The paper is an overview of the DTA (Database Tuning Advisor) which was release in 2005. The tool is able to recommend indexes, materialized views and partitioning (usually ranged and aligned - the same partitions are present on tables and indexes). There were several automated physical design tools developed by commercial database vendors, however, the DTA tool seemed to be the most advanced one. For example, it offered fully integrated recommendation, where, for instance, indexes and materialized views were considered simultaneously and not in a one-by-one fashion or so called in the staging manner. These tools consider not only the single objective of improving a general performance of a given workload, but also take into account scalability (the tuning time should be reasonable and do not impose too much overhead on a production server), manageability (the usage of horizontal range partitioning to ensure easy backup/restore, to add new data or remove old data), and functionality (the features provided by the DTA - e.g., scriptability - an XML schema for input/output that enhances scriptability and cusomizability of the tool; and efficient tuning in production/test server scenarios).
Back then, one of the main concern was the scalability. This was addressed in DTA as well by enabling it to scale to large databases and workloads via:
The key word is simulation - do not copy any data for tuning or do not create new physical designs for testing the performance but imitate the structures, data, use sampling effectively and leverage the “what-if” type of analysis as well as query optimizer plans and costing.
The workload is a set of SQL statements that execute against the database server. A workload can be obtained by using SQL Server Profiler, a tool for logging events that execute on a server. In the current version of DTA, the Query Store can be used to collect the information about the workload for the tuning purposes (and it retains the information between server restarts): How To Tune a Workload from Query Store in dta.exe command line Utility?

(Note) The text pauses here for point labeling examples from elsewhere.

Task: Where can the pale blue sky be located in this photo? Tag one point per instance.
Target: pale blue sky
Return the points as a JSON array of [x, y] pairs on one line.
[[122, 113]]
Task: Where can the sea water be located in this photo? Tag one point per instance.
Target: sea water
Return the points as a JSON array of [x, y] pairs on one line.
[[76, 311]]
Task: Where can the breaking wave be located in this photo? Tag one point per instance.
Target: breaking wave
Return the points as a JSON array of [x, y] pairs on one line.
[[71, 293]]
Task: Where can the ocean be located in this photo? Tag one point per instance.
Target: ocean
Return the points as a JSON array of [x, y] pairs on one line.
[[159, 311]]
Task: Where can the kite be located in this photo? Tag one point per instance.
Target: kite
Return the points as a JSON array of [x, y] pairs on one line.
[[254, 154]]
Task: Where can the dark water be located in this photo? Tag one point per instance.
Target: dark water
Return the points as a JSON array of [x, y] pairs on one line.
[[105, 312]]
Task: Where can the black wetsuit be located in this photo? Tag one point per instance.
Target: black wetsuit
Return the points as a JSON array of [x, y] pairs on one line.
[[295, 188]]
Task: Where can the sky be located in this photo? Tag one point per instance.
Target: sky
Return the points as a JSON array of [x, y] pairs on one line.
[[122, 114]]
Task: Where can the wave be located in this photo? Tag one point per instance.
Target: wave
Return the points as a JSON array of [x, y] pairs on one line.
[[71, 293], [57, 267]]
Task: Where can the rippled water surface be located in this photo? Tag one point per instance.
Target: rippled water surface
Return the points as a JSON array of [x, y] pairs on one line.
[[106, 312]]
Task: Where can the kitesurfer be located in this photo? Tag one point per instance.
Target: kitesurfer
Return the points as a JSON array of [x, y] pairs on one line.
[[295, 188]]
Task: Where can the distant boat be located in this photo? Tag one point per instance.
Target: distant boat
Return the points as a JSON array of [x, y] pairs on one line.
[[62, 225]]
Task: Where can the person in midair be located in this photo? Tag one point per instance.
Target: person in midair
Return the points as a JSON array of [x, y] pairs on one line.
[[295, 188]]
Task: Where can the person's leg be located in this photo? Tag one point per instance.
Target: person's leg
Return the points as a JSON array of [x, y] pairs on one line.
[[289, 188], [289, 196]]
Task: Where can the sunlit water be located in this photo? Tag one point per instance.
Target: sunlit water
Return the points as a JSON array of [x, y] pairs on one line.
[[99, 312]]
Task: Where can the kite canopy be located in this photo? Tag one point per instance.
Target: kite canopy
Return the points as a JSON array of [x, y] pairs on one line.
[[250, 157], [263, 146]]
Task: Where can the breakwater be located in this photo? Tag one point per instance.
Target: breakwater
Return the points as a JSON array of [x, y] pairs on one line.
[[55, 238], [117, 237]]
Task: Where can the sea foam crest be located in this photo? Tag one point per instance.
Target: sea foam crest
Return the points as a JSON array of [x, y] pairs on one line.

If we are limited to only k indexes, but our tuning recommends many more, than we have to narrow down the selection. It can be done by first choosing a small number \(m\) of indexes, this is the best possible configuration of m indexes. Then, we add a single index at a time, choosing the one that decrease the overall workload cost the most, in a greedy fashion, until we reach the configuration with the required \(k\) indexes.
Copy only the metadata about the databases from the production to the test server. If some statistics for an index are missing, then create them on the production server (this is the biggest overhead). The main idea is to simulate as much as possible and reduce the load on the production server by running the tuning on the test server. Moreover, the production environment can be simulate on the test server, by specifying a specific hardware (number of CPUs, memory available) for the tuning on the test server.
Overall, the experiments are comprehensive. It is worth mentioning that the DTA does a better job than some DBAs. For example, for workload from one of the customers, the hand-tuned design was worse than a baseline (only indexes to enforce primary/uniquer keys) due to presence of updates. For this workload, DTA correctly recommended no additional physical design structures. For the TPC-H benchmark with 10GB of the input data, the size of the raw data in database was 12.8 GB. After the tuning, the expected performance improvement based on the costing from the query optimizer should increase by 88% but the decrease in the total workload execution time was 83%. The total storage space alloted was three times the raw data size. The compression of the workload (based on the templates and the signatures) provided even 40X improvement in tuning time for workloads with many query templates with a small degradation in the quality (0.5% or 1%). However, for the workload without any templates, such as TPC-H, the reduction in the tuning time was 1% (with, of course, no decrease in the quality - perhaps the number of extracted templates was equal to the total number of queries in the TPC-H benchmark, which is 22).